Barros Basto era um autodidata e, após aprender hebraico foi viver uns tempos no Marrocos onde iniciou formalmente um processo de conversão ao judaísmo. Concluiu seu processo em Tânger onde foi circuncidado e mais tarde submetido a um tribunal rabínico (Beit Din). Passou assim a chamar-se Abraham Israel Ben-Rosh.
Regressado a Lisboa, casou-se com Lea Israel Montero Azancot, da Comunidade Israelita de Lisboa, de quem teve um filho e uma filha. Teve também vários netos e bisnetos, a sua neta Isabel Ferreira Lopes, é a atual vice-presidente da Comunidade Israelita do Porto.

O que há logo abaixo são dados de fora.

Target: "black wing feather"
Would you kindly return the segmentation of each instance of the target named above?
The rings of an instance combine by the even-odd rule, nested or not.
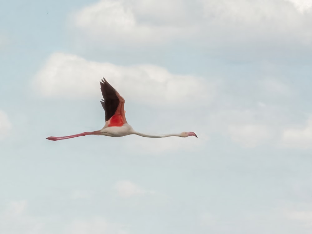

Anos mais tarde, iniciou a sua vida militar e, quando o exército o mandou frequentar um curso na Escola Politécnica de Lisboa, o jovem Barros Basto dirigiu-se à sinagoga da cidade, numa tentativa de ser ai admitido.
A obra
Em 1921, voltou para o Porto com a sua esposa. Nessa altura Barros Basto descobriu que na cidade havia apenas menos de vinte judeus asquenazim que, como não possuíam uma sinagoga não estavam organizados, se viam obrigados a se deslocar a Lisboa por motivos religiosos.
Essa dificuldade de ter que se deslocar a Lisboa, fez com que Barros Bastos começasse a pensar que a construção de uma sinagoga era a melhor solução. Tomou a iniciativa de em 1923 registar oficialmente no Governo Civil do Porto a Comunidade Israelita do Porto e o Centro Teológico Israelita. O edifício da sinagoga só começaria a ser construído anos mais tarde mas a comunidade organizou-se e arrendou uma casa na rua Elias Garcia que passou a funcionar como uma sinagoga.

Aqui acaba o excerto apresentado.